Zach Charbonnet starts for Seattle: Kenneth Walker III was inactive with an oblique injury, allowing Charbonnet to lead the backfield.

  • Charbonnet’s snap share was not a problem in this game —  he consistently stayed on the field unless it was third-and-10-plus. When he needed a breather after back-to-back plays, DeeJay Dallas took over.
  • The time of possession was a big problem for the Seahawks, as they had the ball for only seven and a half minutes in the first half, with no drive lasting more than five plays. This left Charbonnet with three carries for 7 yards and no targets in the first half.
  • Seattle’s offense was better in the second half, so Charbonnet got more involved. He ended the game with 14 carries for 47 yards and a team-leading four receptions for 11 yards.
  • Hopefully, Charbonnet will get an opportunity to show what he can do in either a more neutral game script or in a game the Seahawks are winning.
  • Unfortunately, their next three games are at the Dallas Cowboys, at the San Francisco 49ers and at home against the Philadelphia Eagles. Even if Walker misses a few more games, Charbonnet might be in more games like this one, where his opportunities are minimal despite an ideal snap share.

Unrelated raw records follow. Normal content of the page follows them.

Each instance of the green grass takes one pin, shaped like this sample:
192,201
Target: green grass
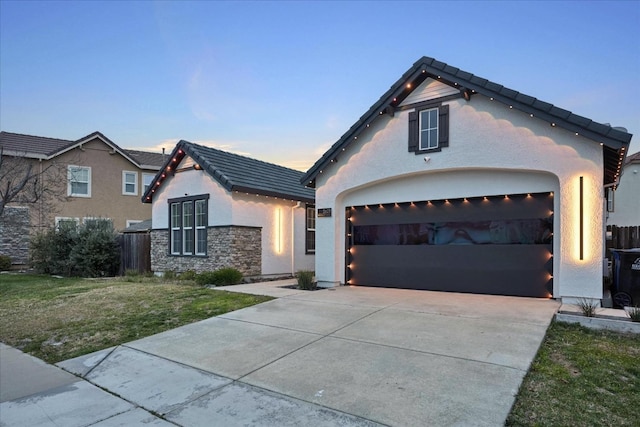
57,319
581,377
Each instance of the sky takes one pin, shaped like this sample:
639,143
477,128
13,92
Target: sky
282,81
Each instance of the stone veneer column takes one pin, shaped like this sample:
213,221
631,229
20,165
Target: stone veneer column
14,234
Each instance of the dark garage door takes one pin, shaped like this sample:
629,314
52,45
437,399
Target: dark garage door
498,245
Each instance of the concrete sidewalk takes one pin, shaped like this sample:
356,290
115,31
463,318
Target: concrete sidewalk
347,356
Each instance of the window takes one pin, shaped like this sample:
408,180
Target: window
64,222
130,183
79,181
147,178
429,128
310,241
188,225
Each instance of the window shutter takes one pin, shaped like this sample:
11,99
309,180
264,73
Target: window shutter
413,131
443,126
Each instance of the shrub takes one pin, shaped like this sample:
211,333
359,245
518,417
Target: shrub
633,313
5,263
97,252
51,249
305,280
187,275
222,277
588,306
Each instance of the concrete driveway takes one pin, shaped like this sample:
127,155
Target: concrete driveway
348,356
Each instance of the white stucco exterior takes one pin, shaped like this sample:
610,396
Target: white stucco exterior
493,150
282,221
627,197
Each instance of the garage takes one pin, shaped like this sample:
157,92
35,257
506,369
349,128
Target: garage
494,244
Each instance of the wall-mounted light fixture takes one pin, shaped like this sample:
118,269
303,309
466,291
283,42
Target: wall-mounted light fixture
581,218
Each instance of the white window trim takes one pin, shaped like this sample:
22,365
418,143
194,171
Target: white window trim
144,177
422,146
124,183
70,180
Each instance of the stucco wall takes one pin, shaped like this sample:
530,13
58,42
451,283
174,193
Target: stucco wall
627,198
493,150
281,221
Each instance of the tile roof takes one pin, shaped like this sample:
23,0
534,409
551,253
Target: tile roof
633,158
32,146
615,141
239,173
46,148
147,158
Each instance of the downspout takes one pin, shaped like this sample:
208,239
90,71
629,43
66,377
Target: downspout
293,238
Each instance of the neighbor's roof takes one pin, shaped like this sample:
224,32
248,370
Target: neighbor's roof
615,141
633,158
237,173
39,147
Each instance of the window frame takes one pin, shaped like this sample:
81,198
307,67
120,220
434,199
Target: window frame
125,183
415,121
72,171
310,244
181,236
146,186
428,129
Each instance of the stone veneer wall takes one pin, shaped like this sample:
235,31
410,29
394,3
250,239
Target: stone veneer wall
14,234
227,246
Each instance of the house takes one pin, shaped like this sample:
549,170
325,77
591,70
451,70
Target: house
451,182
87,178
213,209
624,209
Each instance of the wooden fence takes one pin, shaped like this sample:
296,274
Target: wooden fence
135,252
623,237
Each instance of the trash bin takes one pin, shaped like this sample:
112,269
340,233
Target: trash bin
625,289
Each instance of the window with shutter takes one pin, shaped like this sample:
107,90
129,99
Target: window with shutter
429,129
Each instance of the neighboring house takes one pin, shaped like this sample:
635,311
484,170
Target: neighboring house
624,205
451,182
96,178
214,209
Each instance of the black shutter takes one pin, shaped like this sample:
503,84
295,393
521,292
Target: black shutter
443,126
413,131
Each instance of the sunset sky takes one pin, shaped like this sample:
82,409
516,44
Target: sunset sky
282,81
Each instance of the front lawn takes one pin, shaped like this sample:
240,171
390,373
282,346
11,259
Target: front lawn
581,377
58,319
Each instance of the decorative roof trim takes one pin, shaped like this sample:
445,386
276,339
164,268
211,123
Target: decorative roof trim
614,141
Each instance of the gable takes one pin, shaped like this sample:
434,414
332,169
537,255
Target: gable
614,141
428,90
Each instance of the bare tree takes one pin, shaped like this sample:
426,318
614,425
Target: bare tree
25,181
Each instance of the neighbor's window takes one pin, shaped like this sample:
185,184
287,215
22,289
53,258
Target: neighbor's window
429,128
188,219
310,241
130,183
147,178
79,181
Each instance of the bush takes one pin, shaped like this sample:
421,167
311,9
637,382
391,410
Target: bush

49ers take advantage of the Seahawks' zone defense: Deebo Samuel was the only 49ers receiver to put up big numbers against the Seahawks defense, which shouldn’t be surprising.

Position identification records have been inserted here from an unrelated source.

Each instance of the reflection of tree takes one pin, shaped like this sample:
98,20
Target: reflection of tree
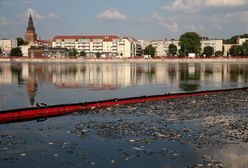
186,77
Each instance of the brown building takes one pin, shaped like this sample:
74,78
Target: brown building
30,35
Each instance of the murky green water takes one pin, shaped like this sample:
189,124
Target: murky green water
24,84
53,143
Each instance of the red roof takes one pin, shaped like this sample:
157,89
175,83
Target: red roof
103,37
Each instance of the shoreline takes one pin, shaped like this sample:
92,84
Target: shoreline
203,131
142,60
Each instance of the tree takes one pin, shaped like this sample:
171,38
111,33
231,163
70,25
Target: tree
218,53
190,42
245,48
83,54
208,51
150,50
16,52
172,50
20,41
98,55
236,50
73,52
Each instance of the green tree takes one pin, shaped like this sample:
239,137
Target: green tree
20,41
98,55
150,50
190,42
218,53
73,52
172,50
16,52
208,51
83,54
236,50
245,48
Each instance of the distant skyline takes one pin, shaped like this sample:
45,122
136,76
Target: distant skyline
142,19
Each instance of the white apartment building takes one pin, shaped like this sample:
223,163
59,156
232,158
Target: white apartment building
7,44
216,44
107,45
162,46
241,40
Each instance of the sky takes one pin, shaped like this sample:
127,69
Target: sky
141,19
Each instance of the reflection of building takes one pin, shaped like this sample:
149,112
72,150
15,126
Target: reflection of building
30,35
6,45
47,51
94,76
31,88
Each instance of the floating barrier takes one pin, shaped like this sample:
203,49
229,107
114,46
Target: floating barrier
43,111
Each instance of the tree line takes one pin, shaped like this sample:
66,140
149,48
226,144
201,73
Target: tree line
190,42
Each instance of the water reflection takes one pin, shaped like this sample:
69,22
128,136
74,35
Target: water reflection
162,77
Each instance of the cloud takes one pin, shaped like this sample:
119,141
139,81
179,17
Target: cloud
233,18
220,3
186,6
165,22
190,6
40,17
112,14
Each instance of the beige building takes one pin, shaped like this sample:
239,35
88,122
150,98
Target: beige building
6,45
241,40
162,46
216,44
107,45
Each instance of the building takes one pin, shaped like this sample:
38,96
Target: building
240,41
162,46
107,45
6,45
35,51
216,44
30,35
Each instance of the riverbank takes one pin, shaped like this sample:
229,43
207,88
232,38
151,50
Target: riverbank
201,131
140,60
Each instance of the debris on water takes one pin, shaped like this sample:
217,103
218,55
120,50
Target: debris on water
23,154
113,161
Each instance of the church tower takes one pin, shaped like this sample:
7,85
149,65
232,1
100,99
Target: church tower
30,35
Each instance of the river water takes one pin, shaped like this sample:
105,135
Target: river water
24,84
139,135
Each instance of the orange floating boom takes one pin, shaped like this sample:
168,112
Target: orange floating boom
57,110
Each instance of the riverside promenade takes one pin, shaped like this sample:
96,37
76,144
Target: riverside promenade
131,60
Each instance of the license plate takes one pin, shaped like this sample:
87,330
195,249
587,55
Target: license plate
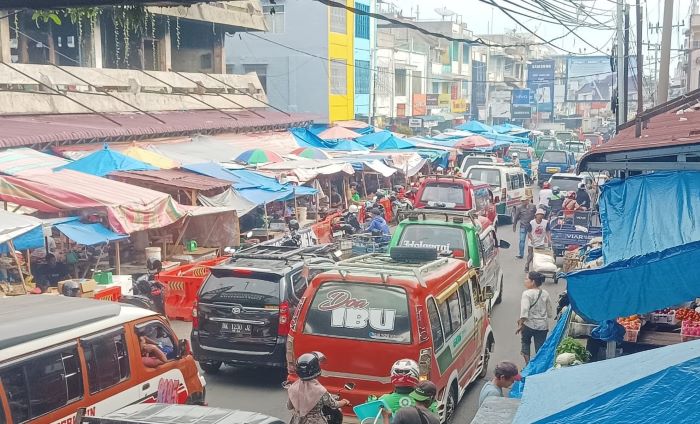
236,328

  • The Seahawks are one of three teams that have run zone defense on over 82% of pass plays this season.
  • Samuel made his career defeating zone defenses. Over the last three seasons before tonight, Samuel has a 25.3% target rate against zone compared to 16.8% against man, one of the biggest extremes for a wide receiver on a sample that large.
  • Similarly, Samuel has averaged 2.79 yards per route run against zone compared to 1.44 against man.
  • Brandon Aiyuk has generally played better against man coverage, averaging 2.60 yards per route run against man and 2.07 against zone.
  • Samuel accounted for 50% of the 49ers' receiving yards over the first 52 minutes of the game, and he faces the Seahawks again in two weeks.

Miscellaneous Notes

  • Seahawks' seventh-round rookie running back Kenny McIntosh was active for the first time but didn’t play an offensive snap. He spent the first nine weeks on injured reserve and last two weeks inactive.
  • D.K. Metcalf and Tyler Lockett were both limited in practice at times this past week, but their playing time was not impacted.
  • 49ers backup tight end Charlie Woerner has typically played twice as many snaps as third-string tight end Ross Dwelley over the last two seasons, with the two getting used interchangeably. Over the last two games, Woerner has taken nearly all of the snaps in 12 personnel. 
  • The 49ers are one of the teams that use 12 personnel the least, and George Kittle is rarely rotated out, so the 49ers' No. 2 tight end gets a lot fewer opportunities than most teams' second option.
  • The 49ers took most of their starters out on offense for the last five minutes of the game.


Table Notes
  • Snaps include plays called back due to penalties, including offensive holding or defensive pass interference. The other three stats have these plays removed.
  • Targets may differ from official NFL sources. The most likely discrepancy would be from a clear thrown-away pass, where the NFL may give the target to the nearest receiver, while this data will not.
  • Carries are only on designed plays. Quarterback scrambles won’t count for the total number of carries in the game.